On Came To Madrid For The Runners, Not The Rent
On's first store in Spain is a run club on Madrid's Golden Mile, planted where the city's biggest race goes by. A brand that still earns most of its money from wholesale chose to enter a new market through a Wednesday run club, not a wholesale account.
Sir John Crabstone
On has been available in Spain for years through wholesale partners and its own website. In November it took a room of its own on Madrid’s Calle Serrano, and built it as a running club rather than a shop. The launch is the product; the shoe is what the launch leaves behind.
The trade press read it as a flagship. WWD counted the square metres and the Golden Mile address. That measures the wrong thing. On did not pay Salamanca prices for footfall; it paid them for the runners who pass that window every New Year’s Eve.
Those runners belong to the San Silvestre Vallecana, the ten-kilometre race that has crossed central Madrid every 31 December since 1964. The fun run alone now draws over 42,000 entrants. On did not build it. A race is a congregation that assembles itself once a year; On has only built a door onto it, and left that door open every Wednesday.

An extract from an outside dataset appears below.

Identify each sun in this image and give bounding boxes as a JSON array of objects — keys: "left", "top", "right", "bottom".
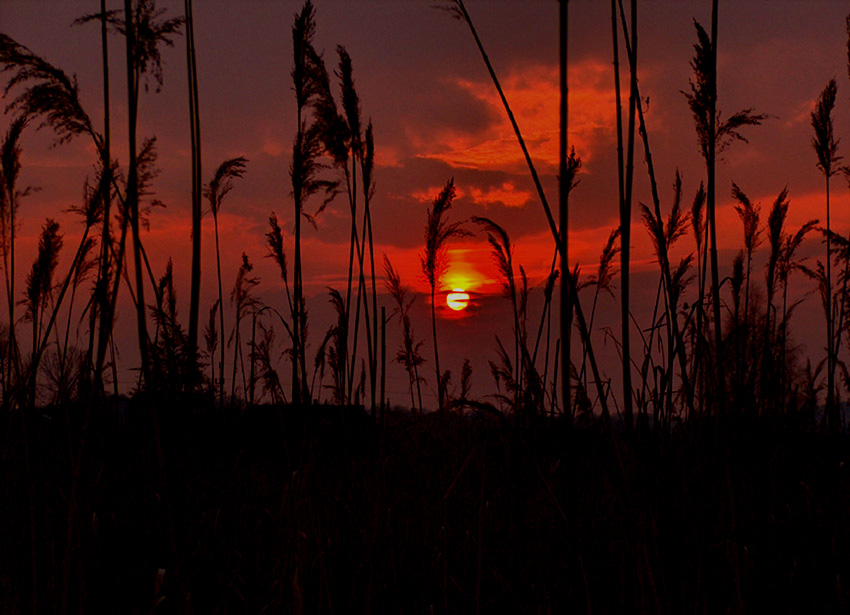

The mechanism is a run club every Wednesday at seven, which On’s EMEA chief frames as a way to solidify the brand’s “premium positioning”. You come as you are, you run with strangers, the shoes wait by the door.
Loyalty is cheapest when the customer mistakes it for a hobby.
On has run this play before. It opened owned rooms from Zürich to Riyadh, and in Latin America found the highest brand awareness it has anywhere in the world. The shop arrived after the crowd, not before it.
On still earns most of its money the old way. In the third quarter, wholesale supplied 479.6 million Swiss francs of 794.4 million in net sales, roughly six francs in every ten. A company that lives on other people’s shelves chose not to enter its newest market through one. What it bought on Serrano is not a storefront — it is the crowd a storefront later sells to.